Can you please introduce the „Drawing and Time“ solo show held at Colla Super in Milan this summer?
Drawings and Time: These drawings represent points along timelines that include common facts and known histories, science, collections of stuff describing our shared world, invented fiction, and cultural myths. I am interested in subject matter that compels hope and demonstrates important values. These timelines operate using appropriate laws from science, like „The Law of Superposition,“ which is a way to tell geological time. The older information, which came first in time, is in the foreground, and the newer, more recent information is in the background. This reading can also be flipped, depending on the temporal position of the drawing’s information. Drawing traditions also lends itself to deciphering the timelines. Clarity and overlap are used to create a sense of time through distance, detail, and sharpness. In the end, the drawings frame a narrative of humanity and demonstrate information and ideas that are current and accessible to almost everyone. The drawings include those things we have in common, like origins and collections, or prime examples, and the ideas, hopes, and beliefs we share within myths, religion, science, popular culture, and our idea of place and self.
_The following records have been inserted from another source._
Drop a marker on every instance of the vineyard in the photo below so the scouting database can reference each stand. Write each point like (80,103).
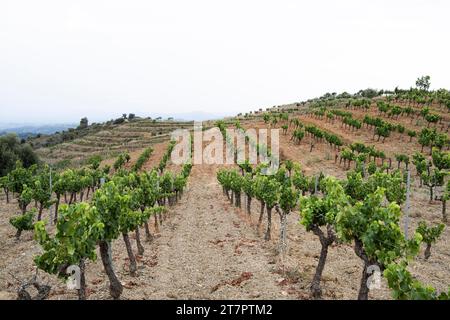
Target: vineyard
(362,188)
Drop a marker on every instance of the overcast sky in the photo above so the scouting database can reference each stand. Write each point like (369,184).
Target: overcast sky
(61,60)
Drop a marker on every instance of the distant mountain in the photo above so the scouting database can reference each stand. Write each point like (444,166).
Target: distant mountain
(29,130)
(194,115)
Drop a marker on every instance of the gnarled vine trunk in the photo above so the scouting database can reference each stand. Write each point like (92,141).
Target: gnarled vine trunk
(269,224)
(138,242)
(82,289)
(261,213)
(115,287)
(133,265)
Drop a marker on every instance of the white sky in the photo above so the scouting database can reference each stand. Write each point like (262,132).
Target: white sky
(61,60)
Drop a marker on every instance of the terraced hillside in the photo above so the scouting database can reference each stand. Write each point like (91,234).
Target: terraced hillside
(111,140)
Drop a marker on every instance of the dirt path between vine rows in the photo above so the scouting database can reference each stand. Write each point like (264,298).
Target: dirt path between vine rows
(207,252)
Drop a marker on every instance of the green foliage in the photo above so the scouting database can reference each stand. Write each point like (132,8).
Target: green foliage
(405,287)
(77,233)
(430,234)
(315,211)
(377,227)
(12,150)
(24,221)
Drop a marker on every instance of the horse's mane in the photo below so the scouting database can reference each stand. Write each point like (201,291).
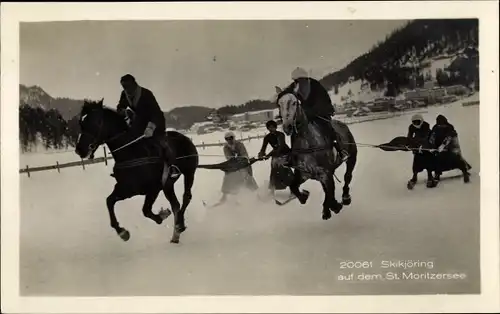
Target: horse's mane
(89,105)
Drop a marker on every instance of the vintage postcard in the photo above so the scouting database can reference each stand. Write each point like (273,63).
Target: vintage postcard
(250,157)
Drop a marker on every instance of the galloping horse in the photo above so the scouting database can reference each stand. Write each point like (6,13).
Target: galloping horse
(312,153)
(139,167)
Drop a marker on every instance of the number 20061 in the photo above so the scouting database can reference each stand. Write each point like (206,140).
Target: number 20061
(357,264)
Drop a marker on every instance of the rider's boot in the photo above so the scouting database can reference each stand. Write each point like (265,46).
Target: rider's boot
(169,158)
(342,152)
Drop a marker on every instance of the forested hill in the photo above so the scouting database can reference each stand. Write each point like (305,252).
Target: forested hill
(55,119)
(410,44)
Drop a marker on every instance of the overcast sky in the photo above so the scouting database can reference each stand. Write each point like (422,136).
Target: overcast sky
(207,63)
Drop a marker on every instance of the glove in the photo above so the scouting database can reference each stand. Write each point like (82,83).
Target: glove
(148,132)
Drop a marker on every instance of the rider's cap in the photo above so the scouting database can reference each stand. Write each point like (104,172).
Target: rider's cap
(127,77)
(271,123)
(299,72)
(417,117)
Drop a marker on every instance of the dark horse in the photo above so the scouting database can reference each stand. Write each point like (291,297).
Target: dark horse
(312,154)
(139,167)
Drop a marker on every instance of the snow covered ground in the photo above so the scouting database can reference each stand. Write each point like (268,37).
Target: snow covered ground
(255,247)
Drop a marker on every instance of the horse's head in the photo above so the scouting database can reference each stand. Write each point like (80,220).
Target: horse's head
(291,111)
(95,128)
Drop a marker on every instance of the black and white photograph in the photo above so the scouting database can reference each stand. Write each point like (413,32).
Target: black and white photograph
(275,157)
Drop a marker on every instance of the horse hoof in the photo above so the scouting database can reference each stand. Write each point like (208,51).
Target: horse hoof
(326,215)
(124,235)
(410,185)
(164,214)
(346,200)
(303,197)
(336,208)
(431,184)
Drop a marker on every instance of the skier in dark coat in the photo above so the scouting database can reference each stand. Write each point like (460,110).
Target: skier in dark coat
(148,118)
(418,134)
(444,139)
(279,155)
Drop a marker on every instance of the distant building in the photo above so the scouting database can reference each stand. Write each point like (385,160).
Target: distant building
(255,116)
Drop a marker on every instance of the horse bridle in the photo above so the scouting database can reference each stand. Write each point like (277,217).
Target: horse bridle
(296,127)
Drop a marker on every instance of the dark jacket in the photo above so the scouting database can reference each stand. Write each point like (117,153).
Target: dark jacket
(442,131)
(277,142)
(421,134)
(146,110)
(238,150)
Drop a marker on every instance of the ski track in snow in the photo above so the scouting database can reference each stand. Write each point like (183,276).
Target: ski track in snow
(256,248)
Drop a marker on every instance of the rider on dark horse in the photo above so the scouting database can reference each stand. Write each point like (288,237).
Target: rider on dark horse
(444,138)
(311,95)
(148,118)
(279,154)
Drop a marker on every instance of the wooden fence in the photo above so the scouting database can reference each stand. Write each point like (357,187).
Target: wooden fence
(105,158)
(82,163)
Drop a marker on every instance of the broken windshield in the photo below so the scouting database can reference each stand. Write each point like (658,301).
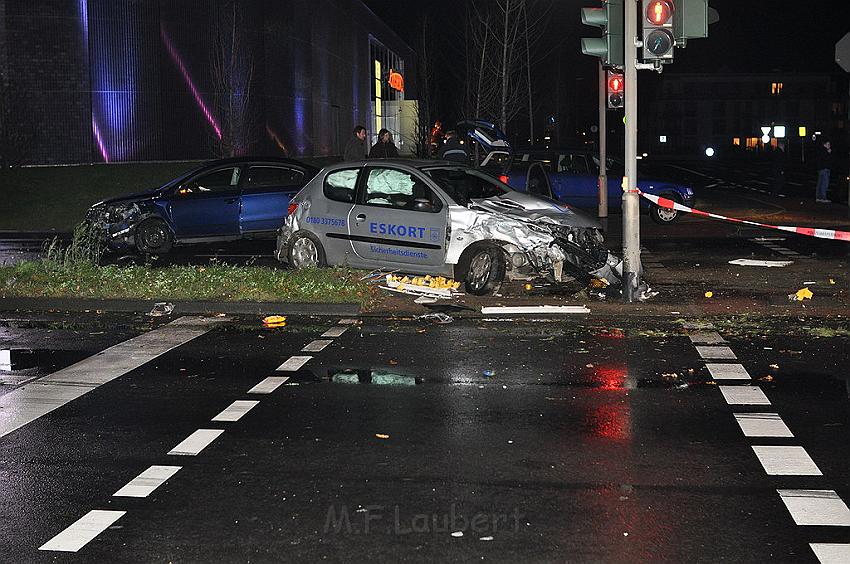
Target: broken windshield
(463,185)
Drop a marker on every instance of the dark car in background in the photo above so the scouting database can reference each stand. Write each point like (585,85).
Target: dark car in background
(223,200)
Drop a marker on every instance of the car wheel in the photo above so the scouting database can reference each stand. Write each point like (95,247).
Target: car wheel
(153,236)
(306,251)
(486,271)
(664,216)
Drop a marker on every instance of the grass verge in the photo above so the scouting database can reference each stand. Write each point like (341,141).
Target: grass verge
(55,279)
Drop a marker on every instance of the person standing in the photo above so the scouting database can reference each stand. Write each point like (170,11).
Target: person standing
(823,163)
(453,149)
(384,148)
(356,148)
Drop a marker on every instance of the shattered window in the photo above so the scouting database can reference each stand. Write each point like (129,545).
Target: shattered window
(223,180)
(341,184)
(398,189)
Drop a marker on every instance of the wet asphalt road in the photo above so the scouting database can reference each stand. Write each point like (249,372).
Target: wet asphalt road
(579,439)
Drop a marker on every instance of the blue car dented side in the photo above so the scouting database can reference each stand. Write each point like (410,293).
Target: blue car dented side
(223,200)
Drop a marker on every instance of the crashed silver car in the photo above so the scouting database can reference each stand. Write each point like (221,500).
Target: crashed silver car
(439,218)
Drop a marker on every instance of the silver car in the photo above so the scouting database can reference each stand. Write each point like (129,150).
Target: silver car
(439,218)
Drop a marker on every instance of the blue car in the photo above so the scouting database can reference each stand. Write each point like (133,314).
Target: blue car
(571,176)
(223,200)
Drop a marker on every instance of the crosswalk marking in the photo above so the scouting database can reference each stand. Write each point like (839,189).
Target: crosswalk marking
(786,461)
(35,399)
(816,507)
(82,531)
(236,410)
(293,363)
(196,442)
(268,385)
(145,483)
(762,425)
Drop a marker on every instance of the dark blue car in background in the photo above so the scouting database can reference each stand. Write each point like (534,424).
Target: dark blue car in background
(223,200)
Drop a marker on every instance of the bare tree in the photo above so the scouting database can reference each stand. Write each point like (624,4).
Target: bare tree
(232,64)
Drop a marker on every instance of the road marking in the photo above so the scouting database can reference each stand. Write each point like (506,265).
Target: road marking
(196,442)
(762,425)
(82,531)
(335,332)
(35,399)
(145,483)
(293,363)
(317,345)
(236,410)
(744,395)
(786,461)
(728,371)
(716,352)
(816,507)
(831,553)
(706,337)
(268,385)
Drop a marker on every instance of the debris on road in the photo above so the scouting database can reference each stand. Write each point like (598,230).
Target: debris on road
(765,263)
(161,308)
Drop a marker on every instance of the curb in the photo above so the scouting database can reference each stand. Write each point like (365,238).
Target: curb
(180,307)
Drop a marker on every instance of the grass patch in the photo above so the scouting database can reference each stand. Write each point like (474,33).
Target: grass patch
(82,279)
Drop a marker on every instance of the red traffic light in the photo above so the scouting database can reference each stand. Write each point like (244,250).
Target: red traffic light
(659,12)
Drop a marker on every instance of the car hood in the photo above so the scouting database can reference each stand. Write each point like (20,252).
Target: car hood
(530,207)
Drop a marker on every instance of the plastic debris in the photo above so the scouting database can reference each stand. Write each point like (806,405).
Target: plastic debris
(765,263)
(273,321)
(161,308)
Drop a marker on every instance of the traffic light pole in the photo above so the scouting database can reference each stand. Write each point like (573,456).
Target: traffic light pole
(603,144)
(631,199)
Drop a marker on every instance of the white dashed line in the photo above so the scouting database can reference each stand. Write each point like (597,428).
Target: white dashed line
(762,425)
(831,553)
(335,332)
(816,507)
(317,345)
(145,483)
(716,352)
(786,461)
(728,371)
(706,337)
(236,410)
(82,531)
(744,395)
(293,363)
(268,385)
(196,442)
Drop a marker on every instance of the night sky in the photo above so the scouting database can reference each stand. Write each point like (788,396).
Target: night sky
(751,36)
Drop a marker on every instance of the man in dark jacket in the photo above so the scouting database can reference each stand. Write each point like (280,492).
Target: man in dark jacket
(355,150)
(453,149)
(384,148)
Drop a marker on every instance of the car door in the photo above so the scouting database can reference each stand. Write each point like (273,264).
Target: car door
(207,205)
(398,219)
(265,191)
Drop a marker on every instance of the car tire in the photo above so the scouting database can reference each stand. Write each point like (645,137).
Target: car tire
(153,237)
(485,270)
(306,251)
(665,216)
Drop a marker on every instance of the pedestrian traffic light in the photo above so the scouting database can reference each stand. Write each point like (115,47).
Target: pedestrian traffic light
(609,47)
(615,85)
(658,39)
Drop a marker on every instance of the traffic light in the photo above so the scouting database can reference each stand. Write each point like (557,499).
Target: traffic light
(609,47)
(615,84)
(657,17)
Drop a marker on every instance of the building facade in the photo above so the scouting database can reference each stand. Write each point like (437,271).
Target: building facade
(106,81)
(687,113)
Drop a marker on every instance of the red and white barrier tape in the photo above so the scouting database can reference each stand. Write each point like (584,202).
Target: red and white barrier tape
(810,231)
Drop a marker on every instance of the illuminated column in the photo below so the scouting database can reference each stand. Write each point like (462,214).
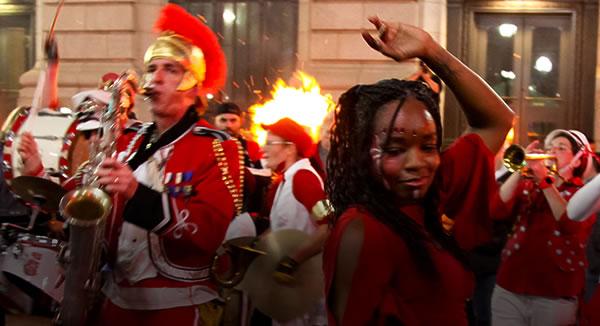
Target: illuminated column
(94,37)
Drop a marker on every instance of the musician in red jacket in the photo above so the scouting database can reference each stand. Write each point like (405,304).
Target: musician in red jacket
(178,187)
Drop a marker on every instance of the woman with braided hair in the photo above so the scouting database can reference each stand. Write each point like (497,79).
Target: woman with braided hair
(388,259)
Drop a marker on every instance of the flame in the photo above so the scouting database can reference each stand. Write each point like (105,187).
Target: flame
(305,105)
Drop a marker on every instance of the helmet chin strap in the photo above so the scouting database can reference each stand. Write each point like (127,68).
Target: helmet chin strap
(187,82)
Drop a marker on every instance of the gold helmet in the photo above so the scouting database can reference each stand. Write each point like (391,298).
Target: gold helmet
(187,40)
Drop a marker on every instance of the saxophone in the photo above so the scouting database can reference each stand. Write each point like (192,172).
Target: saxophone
(85,210)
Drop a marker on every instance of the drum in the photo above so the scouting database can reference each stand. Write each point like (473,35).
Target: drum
(61,147)
(33,259)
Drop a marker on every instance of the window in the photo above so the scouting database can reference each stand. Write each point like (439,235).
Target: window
(16,49)
(259,40)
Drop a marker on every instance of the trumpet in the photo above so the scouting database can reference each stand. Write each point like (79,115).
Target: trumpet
(515,159)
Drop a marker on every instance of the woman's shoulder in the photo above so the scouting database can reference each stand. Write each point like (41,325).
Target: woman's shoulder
(360,220)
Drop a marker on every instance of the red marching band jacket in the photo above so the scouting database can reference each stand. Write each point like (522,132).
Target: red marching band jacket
(178,220)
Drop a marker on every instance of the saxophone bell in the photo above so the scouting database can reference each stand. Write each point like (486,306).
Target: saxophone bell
(86,210)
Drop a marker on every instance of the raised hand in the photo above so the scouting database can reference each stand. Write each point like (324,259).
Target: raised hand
(51,50)
(398,41)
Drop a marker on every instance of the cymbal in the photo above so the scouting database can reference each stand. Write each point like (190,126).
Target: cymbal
(38,191)
(279,301)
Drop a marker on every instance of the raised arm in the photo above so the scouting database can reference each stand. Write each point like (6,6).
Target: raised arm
(487,114)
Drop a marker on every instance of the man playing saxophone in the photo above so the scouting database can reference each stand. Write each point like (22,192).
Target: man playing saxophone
(177,186)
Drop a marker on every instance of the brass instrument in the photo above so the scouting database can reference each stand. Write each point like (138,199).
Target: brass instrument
(85,210)
(515,158)
(241,253)
(253,263)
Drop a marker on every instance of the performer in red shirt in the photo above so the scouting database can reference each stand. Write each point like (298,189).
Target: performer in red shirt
(230,119)
(388,259)
(296,202)
(178,189)
(543,262)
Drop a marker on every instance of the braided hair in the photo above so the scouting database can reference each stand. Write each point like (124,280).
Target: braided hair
(350,177)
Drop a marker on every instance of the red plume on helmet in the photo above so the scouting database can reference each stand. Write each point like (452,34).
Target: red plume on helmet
(176,19)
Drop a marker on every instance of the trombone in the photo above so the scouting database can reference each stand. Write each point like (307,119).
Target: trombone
(515,159)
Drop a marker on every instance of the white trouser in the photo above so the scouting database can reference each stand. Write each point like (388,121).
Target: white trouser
(511,309)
Ron Laboray – www.ronlaboray.com


Camilla Boemio is an internationally published author, curator, and member of the AICA (International Arts Critics) and IKT (International) based in Rome. In 2013, Boemio was the co-associate curator of PORTABLE NATION: Disappearance as work in Progress – Approaches to Ecological Romanticism, the Maldives Pavilion at the 55th International art exhibition La Biennale di Venezia. In 2016, Boemio was the curator of Diminished Capacity, the first Nigerian Pavilion at 16th International art exhibition La Biennale di Venezia. Boemio’s recent curatorial projects include her role as co-associate curator at Pera + Flora + Fauna. The Story of Indigenousness and The Ownership of History, an official collateral event at the 59th International art exhibition La Biennale di Venezia, 2022 and she curated several exhibitions for Polo Museale Sapienza at Museo dell’Arte Classica and at MLAC Museo Laboratorio Arte Contemporanea, in Roma. Invitations to speak include the Tate Liverpool, MUSE Science Museum, and the Cambridge Festival 2021, at Crassh, in the UK.